International career
- Years: Team / Apps / (Points)
- 2019: England U18 / 6 / (0)
- 2021: England U20 / 3 / (5)
- 2025–: England A / 1 / (0)
- Correct as of 23 February 2025

= Phil Brantingham =

English rugby union player

Phil Brantingham (born 2 October 2001) is an English professional rugby union player who plays as a prop forward for Premiership Rugby club Saracens.

==Early life==
Brantingham began playing contact rugby at Morpeth RFC, where his dad also played as a prop forward.
He attended Royal Grammar School, Newcastle upon Tyne and in 2018 played as they won the St Joseph's Rugby Festival trophy. The following year Brantingham played the festival again and was awarded the player of the tournament award. Until the age of 17, he played both rugby union and rugby league, playing league for Cramlington Rockets and Newcastle Thunder.

==Club career==
In January 2022 Brantingham made his debut for Newcastle in the Premiership match against Gloucester during the 2021-22 Premiership Rugby season. He was shortlisted for the Rugby Players' Association young player of the month for September 2023. He captained one of the sides in the club’s preseason True North Origin fixture at the start of the 2023-24 season.
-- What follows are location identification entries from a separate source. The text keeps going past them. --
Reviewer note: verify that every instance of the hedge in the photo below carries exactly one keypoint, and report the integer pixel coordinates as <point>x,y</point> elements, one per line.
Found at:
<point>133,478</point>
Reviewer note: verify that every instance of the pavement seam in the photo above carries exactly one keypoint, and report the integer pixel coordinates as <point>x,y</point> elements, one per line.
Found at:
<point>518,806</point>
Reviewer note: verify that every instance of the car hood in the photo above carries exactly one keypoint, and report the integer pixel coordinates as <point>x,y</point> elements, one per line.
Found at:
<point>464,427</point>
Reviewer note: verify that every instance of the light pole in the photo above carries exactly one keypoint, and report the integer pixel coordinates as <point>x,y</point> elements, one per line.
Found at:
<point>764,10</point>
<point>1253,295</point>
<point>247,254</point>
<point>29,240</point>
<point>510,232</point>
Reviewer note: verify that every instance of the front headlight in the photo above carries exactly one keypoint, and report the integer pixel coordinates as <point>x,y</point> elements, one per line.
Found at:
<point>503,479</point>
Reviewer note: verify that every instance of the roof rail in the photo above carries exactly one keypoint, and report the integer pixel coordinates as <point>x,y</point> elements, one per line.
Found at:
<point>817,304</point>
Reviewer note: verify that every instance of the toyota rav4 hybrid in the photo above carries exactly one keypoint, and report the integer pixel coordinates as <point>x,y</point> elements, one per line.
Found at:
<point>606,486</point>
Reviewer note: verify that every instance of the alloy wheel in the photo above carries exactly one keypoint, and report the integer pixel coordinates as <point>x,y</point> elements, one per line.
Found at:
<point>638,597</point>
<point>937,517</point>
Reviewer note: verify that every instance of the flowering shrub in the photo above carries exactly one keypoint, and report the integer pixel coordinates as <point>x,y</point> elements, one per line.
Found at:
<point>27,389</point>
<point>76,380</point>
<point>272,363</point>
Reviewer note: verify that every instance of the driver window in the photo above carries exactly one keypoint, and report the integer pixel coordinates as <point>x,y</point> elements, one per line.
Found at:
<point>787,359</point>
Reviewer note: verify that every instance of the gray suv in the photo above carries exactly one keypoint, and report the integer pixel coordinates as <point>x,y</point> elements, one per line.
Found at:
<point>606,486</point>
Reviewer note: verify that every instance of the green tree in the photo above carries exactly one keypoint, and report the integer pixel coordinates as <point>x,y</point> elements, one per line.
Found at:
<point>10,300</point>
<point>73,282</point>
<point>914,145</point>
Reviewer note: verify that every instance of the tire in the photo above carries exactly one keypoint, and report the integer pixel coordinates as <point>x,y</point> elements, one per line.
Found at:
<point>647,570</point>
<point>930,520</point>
In March 2024 it was announced that Brantingham had signed for Saracens.

==International career==
In 2019 Brantingham represented England under-18. He was a member of the England under-20 squad that completed a grand slam during the 2021 Six Nations Under 20s Championship and scored a try against Ireland at Cardiff Arms Park.

In February 2025 Brantingham started for England A in a victory over Ireland Wolfhounds.

==Personal life==
Brantingham studied for a degree in economics and management.